Frankfurt: Willkommen in der Daten-U-Bahn

Die auf dem deutschen Markt aktiven Netzbetreiber Telefónica, Telekom und Vodafone sind dafür bekannt, sich gegenseitig durch das schnellste Netz und das beste Angebot ausstechen zu wollen. In Frankfurt hingegen steht demnächst ein partnerschaftliches Projekt an, welches das mobile Internet in die großen U-Bahn-Linien bringen soll.

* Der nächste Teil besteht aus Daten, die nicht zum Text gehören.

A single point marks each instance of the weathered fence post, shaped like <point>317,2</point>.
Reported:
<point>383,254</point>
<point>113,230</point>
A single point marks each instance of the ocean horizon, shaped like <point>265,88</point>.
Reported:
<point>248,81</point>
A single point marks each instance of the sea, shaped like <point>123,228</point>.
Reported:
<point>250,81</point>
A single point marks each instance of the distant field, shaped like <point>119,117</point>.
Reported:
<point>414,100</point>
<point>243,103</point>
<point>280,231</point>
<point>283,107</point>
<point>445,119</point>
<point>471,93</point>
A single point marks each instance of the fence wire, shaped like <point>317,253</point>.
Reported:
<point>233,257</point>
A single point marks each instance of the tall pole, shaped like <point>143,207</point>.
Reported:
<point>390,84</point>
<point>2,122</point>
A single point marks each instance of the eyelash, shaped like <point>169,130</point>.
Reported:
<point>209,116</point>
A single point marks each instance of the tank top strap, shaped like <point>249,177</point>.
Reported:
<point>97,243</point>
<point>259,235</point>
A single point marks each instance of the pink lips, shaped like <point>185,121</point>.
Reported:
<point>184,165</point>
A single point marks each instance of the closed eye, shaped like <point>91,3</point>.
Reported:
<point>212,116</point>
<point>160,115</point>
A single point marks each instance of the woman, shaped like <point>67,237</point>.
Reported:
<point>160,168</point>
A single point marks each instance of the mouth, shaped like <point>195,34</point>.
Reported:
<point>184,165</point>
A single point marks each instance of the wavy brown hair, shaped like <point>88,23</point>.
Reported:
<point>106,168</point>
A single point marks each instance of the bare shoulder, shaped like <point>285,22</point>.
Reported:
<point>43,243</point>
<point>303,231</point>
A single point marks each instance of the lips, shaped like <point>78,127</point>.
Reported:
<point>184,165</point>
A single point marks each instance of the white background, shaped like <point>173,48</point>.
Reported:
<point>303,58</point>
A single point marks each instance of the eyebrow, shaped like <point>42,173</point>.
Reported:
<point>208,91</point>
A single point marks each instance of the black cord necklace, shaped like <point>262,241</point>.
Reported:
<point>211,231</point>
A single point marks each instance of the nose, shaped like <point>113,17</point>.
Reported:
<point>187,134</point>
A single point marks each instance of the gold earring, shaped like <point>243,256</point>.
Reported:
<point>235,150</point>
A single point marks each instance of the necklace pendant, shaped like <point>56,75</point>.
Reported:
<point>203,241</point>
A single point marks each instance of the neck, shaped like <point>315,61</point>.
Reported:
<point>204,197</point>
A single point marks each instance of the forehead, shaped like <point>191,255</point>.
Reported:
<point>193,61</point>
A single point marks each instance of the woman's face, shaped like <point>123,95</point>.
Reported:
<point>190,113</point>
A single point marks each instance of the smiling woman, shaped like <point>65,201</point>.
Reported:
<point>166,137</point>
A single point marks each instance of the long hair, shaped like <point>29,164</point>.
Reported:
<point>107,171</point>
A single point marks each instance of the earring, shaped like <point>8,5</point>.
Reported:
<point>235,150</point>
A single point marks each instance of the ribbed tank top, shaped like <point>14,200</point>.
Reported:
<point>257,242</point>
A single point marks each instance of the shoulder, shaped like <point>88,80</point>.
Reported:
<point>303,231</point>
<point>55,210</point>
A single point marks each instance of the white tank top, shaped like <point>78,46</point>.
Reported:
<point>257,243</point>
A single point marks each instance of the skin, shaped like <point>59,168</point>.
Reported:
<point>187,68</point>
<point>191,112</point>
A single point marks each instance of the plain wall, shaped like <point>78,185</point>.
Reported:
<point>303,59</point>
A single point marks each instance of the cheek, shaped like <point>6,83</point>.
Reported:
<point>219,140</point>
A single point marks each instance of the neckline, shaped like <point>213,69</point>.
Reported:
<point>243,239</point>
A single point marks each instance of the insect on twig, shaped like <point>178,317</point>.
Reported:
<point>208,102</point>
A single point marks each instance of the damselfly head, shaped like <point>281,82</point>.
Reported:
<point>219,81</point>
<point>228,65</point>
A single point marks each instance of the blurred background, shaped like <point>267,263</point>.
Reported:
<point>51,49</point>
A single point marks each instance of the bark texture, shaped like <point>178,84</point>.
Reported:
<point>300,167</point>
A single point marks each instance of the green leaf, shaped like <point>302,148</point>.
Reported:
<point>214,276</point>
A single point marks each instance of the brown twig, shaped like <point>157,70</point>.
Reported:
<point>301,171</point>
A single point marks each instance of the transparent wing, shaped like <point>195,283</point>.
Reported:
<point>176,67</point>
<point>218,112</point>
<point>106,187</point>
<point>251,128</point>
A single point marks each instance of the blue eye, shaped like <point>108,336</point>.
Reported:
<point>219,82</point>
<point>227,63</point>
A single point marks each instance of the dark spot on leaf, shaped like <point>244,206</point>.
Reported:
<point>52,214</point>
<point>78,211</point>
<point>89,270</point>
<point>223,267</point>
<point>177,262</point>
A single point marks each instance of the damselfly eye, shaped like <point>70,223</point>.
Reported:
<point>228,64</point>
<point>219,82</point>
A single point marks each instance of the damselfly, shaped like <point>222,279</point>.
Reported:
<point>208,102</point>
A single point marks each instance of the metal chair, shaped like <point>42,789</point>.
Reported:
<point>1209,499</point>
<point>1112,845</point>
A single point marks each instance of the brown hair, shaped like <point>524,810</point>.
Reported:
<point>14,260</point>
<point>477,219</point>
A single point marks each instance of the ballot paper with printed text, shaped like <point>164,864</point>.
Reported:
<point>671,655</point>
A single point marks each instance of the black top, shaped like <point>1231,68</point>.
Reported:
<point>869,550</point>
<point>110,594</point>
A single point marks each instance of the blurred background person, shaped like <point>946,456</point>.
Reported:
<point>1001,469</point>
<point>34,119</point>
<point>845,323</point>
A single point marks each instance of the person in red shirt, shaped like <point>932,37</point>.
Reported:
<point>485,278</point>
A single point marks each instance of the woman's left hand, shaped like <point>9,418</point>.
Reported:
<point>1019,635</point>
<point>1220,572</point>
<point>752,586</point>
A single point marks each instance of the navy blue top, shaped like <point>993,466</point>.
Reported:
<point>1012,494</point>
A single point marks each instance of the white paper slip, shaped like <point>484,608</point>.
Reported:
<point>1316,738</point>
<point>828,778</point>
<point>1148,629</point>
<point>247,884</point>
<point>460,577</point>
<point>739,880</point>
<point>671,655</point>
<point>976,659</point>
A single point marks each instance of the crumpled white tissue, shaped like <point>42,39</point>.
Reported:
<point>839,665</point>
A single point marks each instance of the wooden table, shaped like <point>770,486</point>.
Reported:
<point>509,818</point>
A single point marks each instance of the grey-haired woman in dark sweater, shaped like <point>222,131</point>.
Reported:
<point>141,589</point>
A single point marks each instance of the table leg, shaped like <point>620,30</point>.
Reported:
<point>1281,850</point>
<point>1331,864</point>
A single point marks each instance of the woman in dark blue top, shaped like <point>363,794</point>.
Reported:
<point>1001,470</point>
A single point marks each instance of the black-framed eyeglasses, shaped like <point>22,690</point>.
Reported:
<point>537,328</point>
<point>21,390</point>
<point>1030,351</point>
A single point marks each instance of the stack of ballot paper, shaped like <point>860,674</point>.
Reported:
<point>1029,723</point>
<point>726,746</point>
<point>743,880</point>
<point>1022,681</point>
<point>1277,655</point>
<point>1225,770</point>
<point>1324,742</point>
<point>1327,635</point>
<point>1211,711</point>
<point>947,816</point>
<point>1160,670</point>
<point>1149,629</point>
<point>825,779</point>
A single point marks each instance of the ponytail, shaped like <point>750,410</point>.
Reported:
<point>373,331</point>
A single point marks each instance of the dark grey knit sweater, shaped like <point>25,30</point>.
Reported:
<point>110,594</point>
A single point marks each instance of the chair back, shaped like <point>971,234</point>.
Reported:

Empfangsloch Frankfurter U-Bahn

Die etwa 300.000 Fahrgäste, welche in der Frankfurter U-Bahn täglich unterwegs sind, werden bei jeder Fahrt praktisch von der Außenwelt abgeschnitten. Surfen im Internet oder das schnelle Beantworten von E-Mails ist dort bislang ausgeschlossen. Von Datenautobahn kann dort keine Rede mehr sein, wo sie viele Menschen täglich besonders dringend bräuchten. Dem wollen die großen Netzbetreiber nun ein Ende setzen.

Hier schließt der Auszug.